Chronic hyperglycemia impairs mitochondrial unfolded protein response and precipitates proteotoxicity in experimental diabetic neuropathy: focus on LonP1 mediated mitochondrial regulation.

Abstract

Disturbed mitochondrial homeostasis has been identified to contribute to the pathogenesis of diabetic neuropathy (DN). However, the role of Mitochondrial Lon peptidase 1 (Lonp1) and Heat shock proteins (HSP's) in DN remains elusive. Here we studied the role of these proteins in experimental DN. Rats were injected with STZ (55mg/kg, ip) to induce diabetes. After confirmation of diabetes, animals were maintained for 8weeks to develop neuropathy. Resveratrol was administered at two dose levels 10 and 20mg/kg for last 2weeks. Neuronal PC12 cells was challenged with 30mM of β-D glucose to evaluate the molecular changes. Diabetic rats showed reduced expression of various mitochondrial proteases in dorsal root ganglions (DRG). This effect may increase proteotoxicity and diminish electron transport chain (ETC) activity as evident by increased protein oxidation and reduced ETC complexes activities under diabetic condition. In particular, we focused on our efforts to characterize the expression pattern of Lonp1 which was found to be significantly (p < 0.01 vs. control group) under expressed in DRG of diabetic rats.
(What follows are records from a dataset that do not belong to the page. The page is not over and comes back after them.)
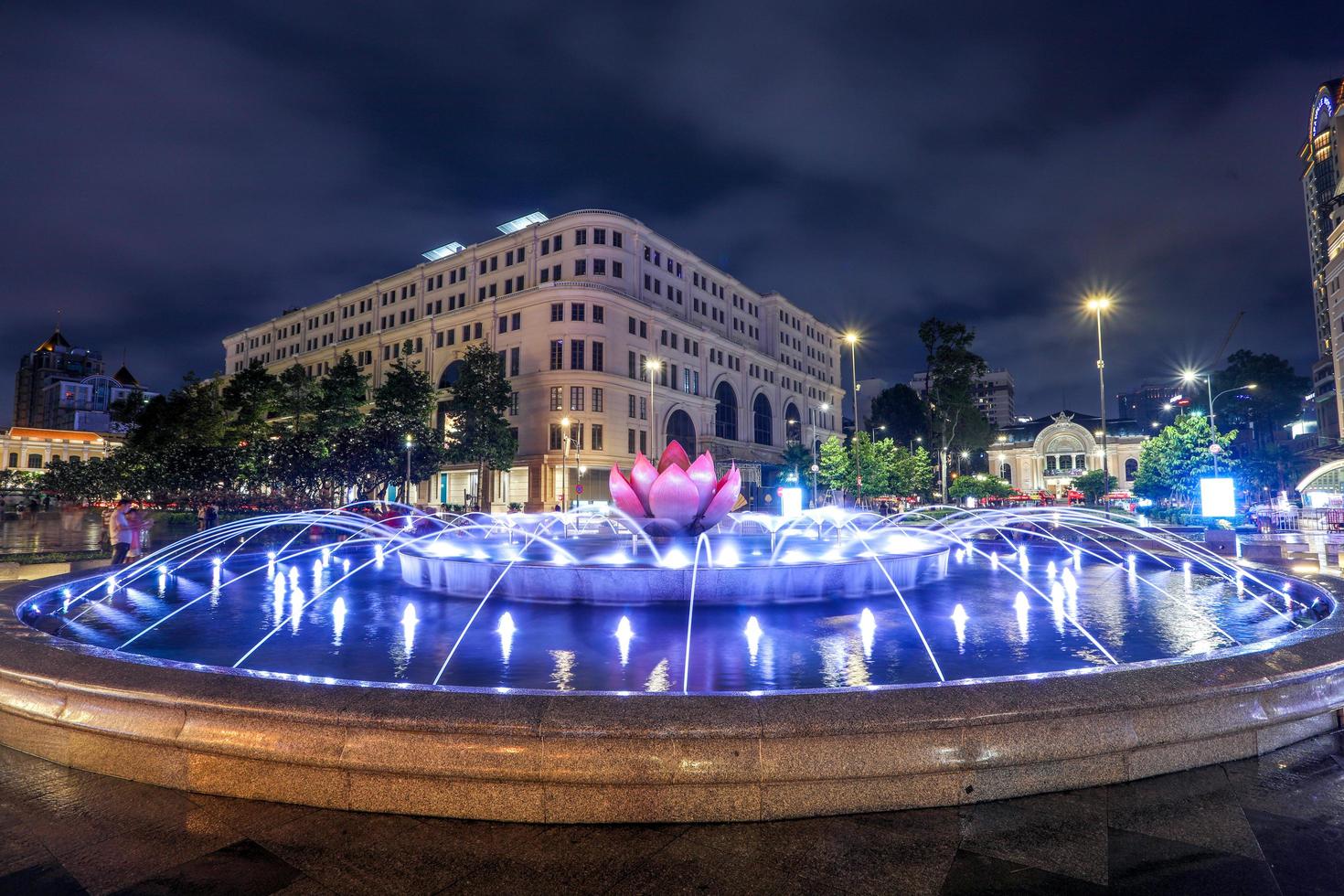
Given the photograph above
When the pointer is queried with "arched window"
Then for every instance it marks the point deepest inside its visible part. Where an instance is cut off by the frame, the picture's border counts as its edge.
(763, 421)
(794, 423)
(680, 429)
(451, 374)
(726, 414)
We used Resveratrol to characterize the importance of Lonp1 in regulation of mitochondrial function. High glucose (HG) (30mM) exposed PC12 cells suggested that Resveratrol treatment attenuated the HG induced mitochondrial damage via induction of mitochondrial proteases. Moreover, siRNA directed against Lonp1 has impaired the activity of Resveratrol in attenuating the HG induced mitochondrial dysfunction. These results would signify the importance of modulating mitochondrial proteases for the therapeutic management of DN.